Tournage

Le tournage principal débute le 5 mai 2002 à Downtown Los Angeles. Il a ensuite lieu sur les plateaux 19 et 20 des studios de la Warner à Burbank en Californie. De l'aveu même de Steven Soderbergh, ce tournage a été relativement court, puisqu'il n'a duré que 43 jours. De même, la phase de montage a été rapide, puisque le tournage a débuté au mois d'avril 2002 pour une sortie en avant-première le 19 novembre 2002. La construction de la station Prometheus ayant duré plus de temps que prévu, elle n'est pas terminée alors que le tournage a déjà commencé, ce qui oblige le réalisateur à modifier son planning et intervertir l'ordre de tournage de certaines scènes.
Le décor de la station spatiale Prometheus est créé par Philip Messina. Ce chef décorateur travaille pour la quatrième fois sous la direction de Steven Soderbergh après Erin Brockovich, seule contre tous, Traffic et Ocean’s Eleven. Ce décor est imposant, haut de deux étages et mesure 46 mètres sur 67.
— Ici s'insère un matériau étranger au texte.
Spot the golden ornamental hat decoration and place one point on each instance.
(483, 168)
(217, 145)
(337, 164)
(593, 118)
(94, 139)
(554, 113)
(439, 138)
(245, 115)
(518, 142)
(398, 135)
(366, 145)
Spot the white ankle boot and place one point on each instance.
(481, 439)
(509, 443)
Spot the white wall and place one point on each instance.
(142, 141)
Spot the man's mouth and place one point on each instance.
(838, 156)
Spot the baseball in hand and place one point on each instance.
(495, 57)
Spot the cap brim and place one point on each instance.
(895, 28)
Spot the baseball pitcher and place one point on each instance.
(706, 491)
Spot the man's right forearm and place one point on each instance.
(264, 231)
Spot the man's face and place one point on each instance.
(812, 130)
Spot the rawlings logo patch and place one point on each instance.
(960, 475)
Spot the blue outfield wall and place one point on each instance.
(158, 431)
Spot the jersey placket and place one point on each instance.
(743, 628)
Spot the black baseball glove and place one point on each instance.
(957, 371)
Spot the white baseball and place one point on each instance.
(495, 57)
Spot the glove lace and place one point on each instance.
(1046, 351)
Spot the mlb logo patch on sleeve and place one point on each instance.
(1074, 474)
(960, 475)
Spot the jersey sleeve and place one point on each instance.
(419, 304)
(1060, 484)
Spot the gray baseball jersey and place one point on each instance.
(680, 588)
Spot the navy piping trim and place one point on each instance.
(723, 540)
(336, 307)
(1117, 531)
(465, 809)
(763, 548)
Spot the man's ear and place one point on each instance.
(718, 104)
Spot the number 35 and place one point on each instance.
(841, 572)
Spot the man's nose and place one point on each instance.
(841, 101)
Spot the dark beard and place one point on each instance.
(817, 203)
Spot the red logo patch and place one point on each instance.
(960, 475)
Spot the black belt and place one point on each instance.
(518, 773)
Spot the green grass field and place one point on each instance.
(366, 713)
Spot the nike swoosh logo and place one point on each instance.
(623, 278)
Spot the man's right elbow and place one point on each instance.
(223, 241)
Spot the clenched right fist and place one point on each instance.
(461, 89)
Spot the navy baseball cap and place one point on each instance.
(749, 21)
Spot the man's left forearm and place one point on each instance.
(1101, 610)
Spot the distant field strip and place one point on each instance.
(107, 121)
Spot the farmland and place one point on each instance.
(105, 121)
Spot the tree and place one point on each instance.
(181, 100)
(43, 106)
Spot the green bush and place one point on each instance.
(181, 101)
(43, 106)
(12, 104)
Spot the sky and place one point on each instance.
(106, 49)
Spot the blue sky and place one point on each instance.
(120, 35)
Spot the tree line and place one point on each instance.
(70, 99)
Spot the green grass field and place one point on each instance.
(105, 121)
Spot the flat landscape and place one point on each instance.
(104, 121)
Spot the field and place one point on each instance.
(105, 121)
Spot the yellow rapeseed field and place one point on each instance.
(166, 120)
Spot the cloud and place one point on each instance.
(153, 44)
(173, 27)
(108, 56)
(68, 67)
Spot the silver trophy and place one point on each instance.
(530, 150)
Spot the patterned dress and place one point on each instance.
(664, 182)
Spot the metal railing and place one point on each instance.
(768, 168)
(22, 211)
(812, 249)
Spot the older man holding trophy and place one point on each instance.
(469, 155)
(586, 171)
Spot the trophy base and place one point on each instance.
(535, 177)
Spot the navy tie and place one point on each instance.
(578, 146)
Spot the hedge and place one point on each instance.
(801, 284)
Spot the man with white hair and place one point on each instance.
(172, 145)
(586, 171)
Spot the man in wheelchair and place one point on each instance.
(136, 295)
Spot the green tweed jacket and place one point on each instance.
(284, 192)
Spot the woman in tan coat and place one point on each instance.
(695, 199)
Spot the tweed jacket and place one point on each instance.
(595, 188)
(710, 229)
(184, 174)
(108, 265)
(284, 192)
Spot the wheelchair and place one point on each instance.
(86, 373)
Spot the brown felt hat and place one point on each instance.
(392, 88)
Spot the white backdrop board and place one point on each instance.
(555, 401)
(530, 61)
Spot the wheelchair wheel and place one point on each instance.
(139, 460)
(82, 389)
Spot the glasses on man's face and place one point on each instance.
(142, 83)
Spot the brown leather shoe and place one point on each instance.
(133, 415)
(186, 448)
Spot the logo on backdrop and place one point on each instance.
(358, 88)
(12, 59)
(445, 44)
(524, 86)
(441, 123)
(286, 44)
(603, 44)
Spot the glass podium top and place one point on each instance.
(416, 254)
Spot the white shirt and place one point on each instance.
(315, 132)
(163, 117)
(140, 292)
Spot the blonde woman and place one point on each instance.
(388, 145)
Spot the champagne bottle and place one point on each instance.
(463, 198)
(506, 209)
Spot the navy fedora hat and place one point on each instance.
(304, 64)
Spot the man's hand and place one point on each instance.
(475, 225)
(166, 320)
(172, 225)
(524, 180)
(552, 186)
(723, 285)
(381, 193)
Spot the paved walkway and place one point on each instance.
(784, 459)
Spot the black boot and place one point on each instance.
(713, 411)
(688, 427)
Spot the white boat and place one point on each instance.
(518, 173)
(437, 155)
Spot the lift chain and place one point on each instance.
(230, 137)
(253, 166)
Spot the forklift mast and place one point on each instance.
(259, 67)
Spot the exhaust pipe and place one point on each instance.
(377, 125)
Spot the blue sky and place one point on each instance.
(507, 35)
Concernant la station Prometheus, la demande de Soderbergh à son chef décorateur est qu'elle paraisse la plus réaliste possible ; ainsi, loin d'imaginer une station hyper-futuriste mais improbable, Messina et Soderbegh choisissent plutôt de s'inspirer de la Station spatiale internationale tant dans pour l'extérieur que pour l'intérieur. Ils ajoutent néanmoins certains éléments dans le but d'en rendre l'intérieur plus brut, plus « industriel ». Enfin, l'environnement et les extérieurs de la station ont été en grande partie recréés à l'aide de l'informatique par l'entreprise britannique Cinesite avec laquelle il a déjà collaboré sur cinq autres films: Out Of Sight, The Limey, Erin Brockovich, Traffic et Ocean's Eleven.
Pour Soderbergh, cette station n'est pas, contrairement aux films de science-fiction traditionnels, un personnage de l'histoire : le fait de placer l'action dans une station spatiale ne constitue qu'un prétexte afin de faire progresser l'histoire et faire accepter plus facilement certains partis pris scénaristiques. C'est pourquoi l'autre demande de Soderbergh à Messina est que le décor de la station donne une impression d'isolement, voire de claustrophobie, afin de rendre l'aventure intérieure plus oppressante et profonde.
Solaris est un film dont les qualités esthétiques sont reconnues, qualité de l'image, cadrages… tout concourt à rendre l'œuvre plus belle. Les choix esthétiques de Soderbergh sont tournés vers ce qui pourrait s'apparenter à une certaine ligne claire, décors épurés, lumière tranchante et directe, plans resserrés… Tout est fait pour diriger l'œil du spectateur vers les personnages, leurs pensées, leurs sentiments et leurs actions.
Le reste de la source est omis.